Fileya frissonna de dégoût. Non, elle ne pouvait pas supporter lorsqu'un homme la fixait comme il le faisait actuellement ! Et le regard que portait cet Épéiste sur elle était sans aucun doute le pire du Royaume !
La jeune fille ne fit cependant aucun commentaire désagréable quant à cela. Elle préférait dissimuler ses émotions au plus profond d'elle-même, et afficher ce sourire en guise de masque pour ne pas froisser les personnes qu'elle jugeait détestables à ses yeux. Elle était bien trop gentille, Fileya.
‒ Mademoiselle Fileya, déclara Teki sur un ton solennel, le conseil m'a chargé de venir vous chercher. Je dois impérativement vous emmener avec moi.
La jeune fille écarquilla les yeux de surprise. A cet instant précis, elle s'imagina le pire. Lorsque le conseil avait besoin d'elle, ils envoyaient généralement Yume ou River pour la mander, mais certainement pas cet homme ! Pourquoi ce n'était pas son meilleur ami qui se tenait devant elle ? En plus, l'heure avancée témoignait d'une certaine urgence.
– Si vous voulez bien me suivre..., poursuivit le second de Seven.
Le jeune homme lui tendit sa main gantée, l'invitant à le rejoindre. Fileya la regarda un instant, à la fois surprise mais aussi fatiguée, avant de lancer avec un petit sourire timide :
– J'apprécie votre aide, mais je n'ai nullement besoin que l'on me tienne la main. Je ne suis plus une petite fille.

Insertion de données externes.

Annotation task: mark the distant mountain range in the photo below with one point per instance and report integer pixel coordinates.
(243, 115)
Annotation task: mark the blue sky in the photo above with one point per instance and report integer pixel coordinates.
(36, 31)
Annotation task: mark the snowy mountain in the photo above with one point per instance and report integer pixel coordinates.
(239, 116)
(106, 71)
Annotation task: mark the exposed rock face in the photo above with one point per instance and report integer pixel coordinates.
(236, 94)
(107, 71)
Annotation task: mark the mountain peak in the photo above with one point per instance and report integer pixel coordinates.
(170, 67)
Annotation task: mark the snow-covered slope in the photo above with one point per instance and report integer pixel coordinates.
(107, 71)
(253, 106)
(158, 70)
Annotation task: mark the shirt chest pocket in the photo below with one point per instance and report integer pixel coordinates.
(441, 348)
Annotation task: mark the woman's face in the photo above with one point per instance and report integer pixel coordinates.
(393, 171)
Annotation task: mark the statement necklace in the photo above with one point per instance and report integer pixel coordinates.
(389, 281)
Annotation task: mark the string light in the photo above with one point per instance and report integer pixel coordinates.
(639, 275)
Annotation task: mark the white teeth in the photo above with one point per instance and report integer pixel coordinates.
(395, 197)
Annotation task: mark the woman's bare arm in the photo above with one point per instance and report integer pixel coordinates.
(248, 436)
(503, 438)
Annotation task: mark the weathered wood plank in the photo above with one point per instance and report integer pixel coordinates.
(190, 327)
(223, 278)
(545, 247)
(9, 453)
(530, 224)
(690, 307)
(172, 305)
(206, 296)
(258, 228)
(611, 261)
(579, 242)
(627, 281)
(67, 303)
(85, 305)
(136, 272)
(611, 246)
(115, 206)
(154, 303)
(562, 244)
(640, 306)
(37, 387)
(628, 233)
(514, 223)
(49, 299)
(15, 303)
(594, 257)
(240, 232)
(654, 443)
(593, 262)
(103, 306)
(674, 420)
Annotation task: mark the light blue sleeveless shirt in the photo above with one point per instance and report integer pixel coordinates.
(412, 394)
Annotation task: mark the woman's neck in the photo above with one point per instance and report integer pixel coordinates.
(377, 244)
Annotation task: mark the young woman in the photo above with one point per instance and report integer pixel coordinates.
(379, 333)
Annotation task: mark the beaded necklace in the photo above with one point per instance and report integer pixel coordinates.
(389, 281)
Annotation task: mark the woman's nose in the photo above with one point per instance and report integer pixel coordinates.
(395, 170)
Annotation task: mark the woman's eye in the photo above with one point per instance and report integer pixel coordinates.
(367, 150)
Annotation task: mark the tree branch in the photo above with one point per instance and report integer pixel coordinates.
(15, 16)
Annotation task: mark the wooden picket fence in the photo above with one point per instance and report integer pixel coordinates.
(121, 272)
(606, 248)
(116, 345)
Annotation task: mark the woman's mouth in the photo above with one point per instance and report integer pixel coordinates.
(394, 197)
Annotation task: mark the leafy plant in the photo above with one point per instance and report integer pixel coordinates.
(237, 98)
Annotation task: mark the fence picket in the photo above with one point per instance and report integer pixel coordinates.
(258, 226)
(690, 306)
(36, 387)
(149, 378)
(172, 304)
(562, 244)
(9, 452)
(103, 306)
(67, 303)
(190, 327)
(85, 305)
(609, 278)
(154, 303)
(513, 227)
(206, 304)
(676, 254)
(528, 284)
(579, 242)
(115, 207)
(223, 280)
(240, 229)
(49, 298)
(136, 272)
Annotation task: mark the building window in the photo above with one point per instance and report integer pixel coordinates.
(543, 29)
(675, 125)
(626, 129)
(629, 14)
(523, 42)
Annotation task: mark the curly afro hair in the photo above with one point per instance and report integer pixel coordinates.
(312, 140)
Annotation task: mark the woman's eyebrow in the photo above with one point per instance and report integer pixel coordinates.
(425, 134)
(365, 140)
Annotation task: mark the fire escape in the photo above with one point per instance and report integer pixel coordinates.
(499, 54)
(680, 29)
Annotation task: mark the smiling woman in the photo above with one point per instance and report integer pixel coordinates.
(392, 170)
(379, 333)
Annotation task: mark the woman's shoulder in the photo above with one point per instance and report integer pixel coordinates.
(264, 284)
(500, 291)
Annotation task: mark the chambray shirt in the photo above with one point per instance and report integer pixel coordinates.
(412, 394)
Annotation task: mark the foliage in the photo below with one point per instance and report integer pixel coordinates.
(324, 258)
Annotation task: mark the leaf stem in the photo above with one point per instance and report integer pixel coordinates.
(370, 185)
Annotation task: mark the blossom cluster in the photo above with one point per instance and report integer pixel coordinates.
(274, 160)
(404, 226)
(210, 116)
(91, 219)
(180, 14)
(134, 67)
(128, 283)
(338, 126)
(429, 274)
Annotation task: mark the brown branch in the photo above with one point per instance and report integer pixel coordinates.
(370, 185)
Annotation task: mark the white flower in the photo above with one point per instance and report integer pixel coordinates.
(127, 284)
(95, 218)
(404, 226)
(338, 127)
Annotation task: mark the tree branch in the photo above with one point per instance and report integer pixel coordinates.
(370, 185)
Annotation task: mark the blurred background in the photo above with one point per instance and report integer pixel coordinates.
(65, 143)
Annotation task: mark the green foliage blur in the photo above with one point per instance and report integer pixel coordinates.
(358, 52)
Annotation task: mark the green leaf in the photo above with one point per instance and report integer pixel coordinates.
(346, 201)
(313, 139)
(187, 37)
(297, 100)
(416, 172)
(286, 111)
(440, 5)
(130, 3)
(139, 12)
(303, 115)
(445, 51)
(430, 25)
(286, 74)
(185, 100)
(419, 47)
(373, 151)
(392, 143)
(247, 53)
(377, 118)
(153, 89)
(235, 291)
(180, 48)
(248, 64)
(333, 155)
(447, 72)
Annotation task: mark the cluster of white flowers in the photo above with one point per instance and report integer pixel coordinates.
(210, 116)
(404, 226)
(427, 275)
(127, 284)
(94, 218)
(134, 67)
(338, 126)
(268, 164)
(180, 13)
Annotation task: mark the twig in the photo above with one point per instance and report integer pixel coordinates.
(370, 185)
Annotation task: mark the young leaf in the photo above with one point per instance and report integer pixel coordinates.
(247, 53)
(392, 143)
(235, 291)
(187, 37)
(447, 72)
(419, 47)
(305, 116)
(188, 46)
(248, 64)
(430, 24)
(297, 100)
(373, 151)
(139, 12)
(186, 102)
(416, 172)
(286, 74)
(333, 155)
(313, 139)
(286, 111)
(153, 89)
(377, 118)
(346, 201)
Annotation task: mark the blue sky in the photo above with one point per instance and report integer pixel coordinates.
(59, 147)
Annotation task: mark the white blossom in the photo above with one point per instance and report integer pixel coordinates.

Le sourire enjôleur de Teki s'effaça d'un seul coup. Cette simple déclaration avait pris comme l'effet d'une bombe dans son cœur. Elle venait de mettre lamentablement fin à tous ses espoirs de pouvoir enfin l'approcher de plus près. Fileya n'allait tout de même pas faire croire à cet homme que ses désirs pouvaient devenir réalité. Elle devait lui faire comprendre qu'elle n'était pas du tout intéressée, et qu'elle ne le serait jamais, même si son cœur n'était pris par un quelconque homme.
Fileya sortit de chez elle puis ferma la porte de sa maison, en tremblant légèrement. Cette réunion imprévue n'avait rien d'habituel, notamment un dimanche soir. Tout le monde savait que le dimanche était un jour de repos dans tout le Royaume, à part pour les marchands, mais rien n'arrêtait ces gens cupides, alors pourquoi faire une réunion maintenant ? Allaient-ils parler d'un sujet grave, qui mettrait en péril l'avenir du Royaume ? L'absence de Yume la laissait fortement douter.